Cover Crops and Nitrogen
Cover crops have been a hot topic lately, especially with the new administration prioritizing climate change mitigation. Cover crops have many potential advantages like trafficability, water holding capacity, and building organic matter. Some are growing legumes in a cover crop to capture a nitrogen credit the following year. But if you’re going to do that, it’s important to check to make sure you’re getting the nitrogen you’re expecting, says North Dakota soil scientist Dr. Dave Franzen.
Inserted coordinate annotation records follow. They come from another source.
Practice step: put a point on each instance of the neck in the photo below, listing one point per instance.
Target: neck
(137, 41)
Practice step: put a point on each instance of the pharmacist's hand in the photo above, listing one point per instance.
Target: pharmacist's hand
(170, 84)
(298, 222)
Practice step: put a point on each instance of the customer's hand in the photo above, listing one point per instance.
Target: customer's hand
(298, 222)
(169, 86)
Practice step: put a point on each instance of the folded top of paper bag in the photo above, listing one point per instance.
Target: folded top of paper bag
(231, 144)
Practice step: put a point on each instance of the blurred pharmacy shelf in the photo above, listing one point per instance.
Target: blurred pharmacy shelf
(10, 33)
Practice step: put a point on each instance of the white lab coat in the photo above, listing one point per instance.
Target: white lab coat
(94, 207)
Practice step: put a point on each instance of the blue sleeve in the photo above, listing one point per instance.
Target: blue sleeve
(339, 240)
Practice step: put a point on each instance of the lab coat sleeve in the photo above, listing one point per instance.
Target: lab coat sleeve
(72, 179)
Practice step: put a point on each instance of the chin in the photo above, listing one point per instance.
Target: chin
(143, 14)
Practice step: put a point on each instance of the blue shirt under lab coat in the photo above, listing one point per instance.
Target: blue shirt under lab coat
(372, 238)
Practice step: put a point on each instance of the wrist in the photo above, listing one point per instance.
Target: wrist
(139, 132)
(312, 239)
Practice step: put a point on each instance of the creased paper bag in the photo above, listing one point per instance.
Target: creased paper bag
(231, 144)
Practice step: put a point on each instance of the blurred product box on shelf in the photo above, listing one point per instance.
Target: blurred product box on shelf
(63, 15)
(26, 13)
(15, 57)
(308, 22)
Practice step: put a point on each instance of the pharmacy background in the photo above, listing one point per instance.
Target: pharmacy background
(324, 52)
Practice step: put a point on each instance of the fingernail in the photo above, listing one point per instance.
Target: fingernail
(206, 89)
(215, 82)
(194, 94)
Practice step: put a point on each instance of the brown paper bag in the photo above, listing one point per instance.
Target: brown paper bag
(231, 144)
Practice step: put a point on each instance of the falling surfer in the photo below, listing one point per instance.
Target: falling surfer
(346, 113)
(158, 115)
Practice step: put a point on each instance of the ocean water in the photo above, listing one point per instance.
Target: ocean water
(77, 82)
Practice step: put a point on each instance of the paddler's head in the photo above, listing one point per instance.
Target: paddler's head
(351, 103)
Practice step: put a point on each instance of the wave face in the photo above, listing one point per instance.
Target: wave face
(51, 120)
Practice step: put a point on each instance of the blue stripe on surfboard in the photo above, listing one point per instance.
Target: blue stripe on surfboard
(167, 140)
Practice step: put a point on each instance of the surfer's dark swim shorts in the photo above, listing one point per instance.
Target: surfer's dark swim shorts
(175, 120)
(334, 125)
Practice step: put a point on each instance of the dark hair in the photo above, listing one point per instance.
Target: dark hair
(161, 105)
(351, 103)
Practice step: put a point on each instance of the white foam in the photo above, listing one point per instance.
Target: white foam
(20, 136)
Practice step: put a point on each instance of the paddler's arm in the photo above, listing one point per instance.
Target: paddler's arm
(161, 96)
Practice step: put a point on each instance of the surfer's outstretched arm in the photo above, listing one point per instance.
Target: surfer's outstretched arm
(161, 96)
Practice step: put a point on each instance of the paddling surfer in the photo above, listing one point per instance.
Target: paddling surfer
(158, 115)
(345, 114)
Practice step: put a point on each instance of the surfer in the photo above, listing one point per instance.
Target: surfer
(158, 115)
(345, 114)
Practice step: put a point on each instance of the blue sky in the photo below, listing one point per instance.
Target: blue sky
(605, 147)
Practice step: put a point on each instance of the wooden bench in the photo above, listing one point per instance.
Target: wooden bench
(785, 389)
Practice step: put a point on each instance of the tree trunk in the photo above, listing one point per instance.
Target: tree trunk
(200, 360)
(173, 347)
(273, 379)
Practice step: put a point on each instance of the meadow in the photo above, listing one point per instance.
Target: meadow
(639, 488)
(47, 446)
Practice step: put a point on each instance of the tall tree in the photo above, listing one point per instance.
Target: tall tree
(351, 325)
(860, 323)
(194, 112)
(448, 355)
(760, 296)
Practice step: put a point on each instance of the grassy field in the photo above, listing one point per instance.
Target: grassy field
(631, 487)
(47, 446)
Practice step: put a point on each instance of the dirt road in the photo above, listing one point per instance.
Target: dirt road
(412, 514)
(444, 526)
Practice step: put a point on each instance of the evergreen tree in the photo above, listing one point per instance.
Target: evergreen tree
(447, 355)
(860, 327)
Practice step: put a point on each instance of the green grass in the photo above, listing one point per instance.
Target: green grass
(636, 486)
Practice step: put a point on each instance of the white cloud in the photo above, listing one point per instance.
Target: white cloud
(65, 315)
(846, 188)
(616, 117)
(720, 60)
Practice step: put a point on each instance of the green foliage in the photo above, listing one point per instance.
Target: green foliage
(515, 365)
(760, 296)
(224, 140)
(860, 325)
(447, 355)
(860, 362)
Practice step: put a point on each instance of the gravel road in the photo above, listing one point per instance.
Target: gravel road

Franzen… “So let's say that you have a pretty good cover crop growth, maybe as includes some and legumes are mostly legumes. And you really think that you're going to get some nitrogen benefits the next year. And let's say that your normal fertilizer rate would be maybe 150 pounds of N pre-plant for whatever crop you're going to grow. And you think you're going to get maybe 40 pounds of N benefit from that cover crop. Well, go ahead and put that 110 pounds of N on. But then in a strip about the width of an applicator, maybe a hundred feet long or something, someplace where you can watch it, put that extra 40 pounds on. If you're going by there early in the season, and it looks just as green on the strip as it does in the rest of the field, and you've made the right choice and you can stop worrying about it.”
But Dr. Franzen says, if that strip is a darker green than the rest of the field, that means you overestimated how much nitrogen you’re going to get from that cover crop and you’ll want to supplement it.